Pepper walked up to the station. Nurse Washburn sat inside.
Pepper knocked on the plastic with a little force. He wanted to believe this new partition had been put up as a joke. He’d tap it and it would tumble down harmlessly. But that didn’t happen. He knocked and the plastic rattled but stayed firm. Nurse Washburn looked so small inside that clear cage.
“I’ll take the General Tso’s chicken,” Pepper said. “Gimme an extra-spicy mustard.”
Nurse Washburn, to his great surprise, grinned at him.
“You haven’t seen all this yet.”
“How long has it been since …”
He gestured toward Northwest 2, his old room, with his chin.
“Two months,” she said, and looked embarrassed to tell him.
He felt a little shocked, but only a little. He remembered the passing of days. Meals eaten. Television watched. Showers taken. Smoke breaks under the maple tree. He might even have had a few conversations. Two months. Was it June?
Nurse Washburn tilted her head to the right, a look of real sympathy.
“It’s no surprise,” she said. “The doctor just lowered everyone’s meds back to normal.”
“How is Dr. Sam?”
She shook her head. “Not him. He’s gone.”

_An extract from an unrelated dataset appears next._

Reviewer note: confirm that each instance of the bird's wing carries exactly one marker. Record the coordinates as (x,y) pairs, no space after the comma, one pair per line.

None of the improvements had helped Dr. Samuel Anand. The board of New Hyde Hospital voted to terminate his contract. He was replaced. The Devil had vanquished the doctor, too.
Aside from the new plastic shielding, the inside of the nurses’ station looked largely the same. The desk phone had been returned. Nurse Washburn sat in front of the same outdated computer screen. On either side of it were more stacks of patient records.
Pepper leaned forward. He read the names on the tabs. Gerald Mack. Frank Waverly.
“What are you doing with those?” Pepper said. “Those men are dead and gone.”
Nurse Washburn, Josephine, looked down at the paperwork and back up at Pepper. “Dead, yes,” she said. “But not gone, not with Equator Zero.”
“Dr. Anand talked about that,” Pepper said. “But he didn’t explain what it meant.”
Josephine rolled backward in her chair. She gestured at the computer screen. “Equator Zero is a program for filing patient records.”
Pepper nodded. “What’s wrong with that?”
“Not just for keeping records. But for filing them.”
Pepper raised both hands, like a scale. “You like Clamato and I like Clamahto.”
“New Hyde is a public hospital,” Nurse Washburn said. “That means it gets city, state, and federal money to take care of its poorest patients. Which is just about all of you. No offense.”
Pepper doffed an invisible cap. “Thanks.”
“All these agencies pay different fees for different treatments,” she continued. “And one of the reasons we charted so much was because we were basically writing up receipts. In the past, we would send copies of those receipts in, and the different agencies would pay the hospital.”
Nurse Washburn opened one folder and waved the sheets of paper under her chin like a fan.
“But now everything is computerized. That means we don’t have to send copies of anything. We just send electronic files from our computer to their computer. Then their computer authorizes money to be deposited in New Hyde’s accounts. But Equator Zero is kind of like automatic billing. Once the patient is in our system, New Hyde Hospital will bill for that patient’s care until the end of time.”
“At least you all won’t have to keep doing it yourselves every month.”
Nurse Washburn put the papers back into their folder, closed it, and set it neatly at the top of a stack. “No, Pepper. You don’t understand. Equator Zero will continue to charge for the care of a patient even after that patient is gone.”
“Discharged?” Pepper asked.
She put her hands on the paperwork again. One on Frank Waverly’s pile. One on Mr. Mack’s. “Deceased,” she said.